Washington

Trump ruft in den USA den Notstand aus

dpa

Von dpa

Sa, 16. Februar 2019 um 08:03 Uhr

Ausland

US-Präsident Donald Trump hat den Nationalen Notstand ausgerufen, um seine Pläne für den Bau einer Mauer an der Grenze zu Mexiko voranzutreiben.

Er begründete dies mit einer "Invasion" von Drogen, Menschenschmugglern und kriminellen Banden, die ins Land strömten. Damit deutet alles darauf hin, dass die nächste Etappe des Mauerstreits vor Gericht ausgetragen wird.


Trump will durch die Notstandserklärung Geld aus anderen Töpfen – vor allem aus dem Budget des Verteidigungsministeriums – umwidmen und so insgesamt rund acht Milliarden Dollar für den Bau von Grenzsicherungsanlagen zusammentragen. Der US-Kongress hat ihm nur 1,375 Milliarden Dollar dafür bewilligt – Trump hatte 5,7 Milliarden verlangt.

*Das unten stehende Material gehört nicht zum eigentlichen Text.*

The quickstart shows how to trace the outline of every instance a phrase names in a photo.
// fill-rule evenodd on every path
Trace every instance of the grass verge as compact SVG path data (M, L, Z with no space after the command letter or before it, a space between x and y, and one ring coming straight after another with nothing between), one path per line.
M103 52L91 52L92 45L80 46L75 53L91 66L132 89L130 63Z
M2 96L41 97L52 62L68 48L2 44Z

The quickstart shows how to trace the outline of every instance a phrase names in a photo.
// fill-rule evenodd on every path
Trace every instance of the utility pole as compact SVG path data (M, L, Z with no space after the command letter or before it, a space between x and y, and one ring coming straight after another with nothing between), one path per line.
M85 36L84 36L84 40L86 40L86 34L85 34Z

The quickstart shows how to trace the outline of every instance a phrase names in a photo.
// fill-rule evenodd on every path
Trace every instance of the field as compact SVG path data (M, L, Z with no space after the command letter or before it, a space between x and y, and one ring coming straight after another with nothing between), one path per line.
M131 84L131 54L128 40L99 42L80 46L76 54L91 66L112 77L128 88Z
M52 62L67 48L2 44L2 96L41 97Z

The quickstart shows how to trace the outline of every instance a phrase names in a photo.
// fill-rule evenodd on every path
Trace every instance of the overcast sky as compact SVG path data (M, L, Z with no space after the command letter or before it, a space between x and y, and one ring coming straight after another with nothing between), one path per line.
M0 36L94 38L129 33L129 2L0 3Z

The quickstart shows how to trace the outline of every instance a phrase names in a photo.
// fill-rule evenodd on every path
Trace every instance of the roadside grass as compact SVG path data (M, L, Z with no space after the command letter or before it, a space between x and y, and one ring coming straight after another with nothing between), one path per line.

Die Notstandserklärung erlaubt dem Präsidenten, ohne parlamentarische Zustimmung Geld für das Vorhaben zu sammeln. Nach Angaben des Weißen Hauses soll das Gros von mehr als sechs Milliarden Dollar aus dem Verteidigungsministerium kommen. Dort wurden Mittel bereitgestellt, die eigentlich für andere Baumaßnahmen und die Drogenbekämpfung gedacht waren. Die will Trump nun umwidmen für seine Pläne an der Grenze. Außerdem will er in geringerem Umfang (600 Millionen Dollar) Einnahmen aus Beschlagnahmungen des Finanzministeriums dafür nutzen.

Trump sagte, er wolle das Land sicher machen. Drogen- und Menschenschmuggler sowie kriminelle Banden versuchten in großer Zahl, in die USA einzudringen. "Wir reden von einer Invasion." Es sei eine Lüge, wenn die Demokraten behaupteten, die meisten Drogen kämen durch reguläre Grenzübergänge ins Land. "Sie sagen, dass Mauern nicht funktionieren." Er hielt dagegen: "Mauern funktionieren zu hundert Prozent." Nach Angaben des Weißen Hauses will Trump mit den acht Milliarden Dollar 234 Meilen neuer Grenzbarrieren errichten lassen.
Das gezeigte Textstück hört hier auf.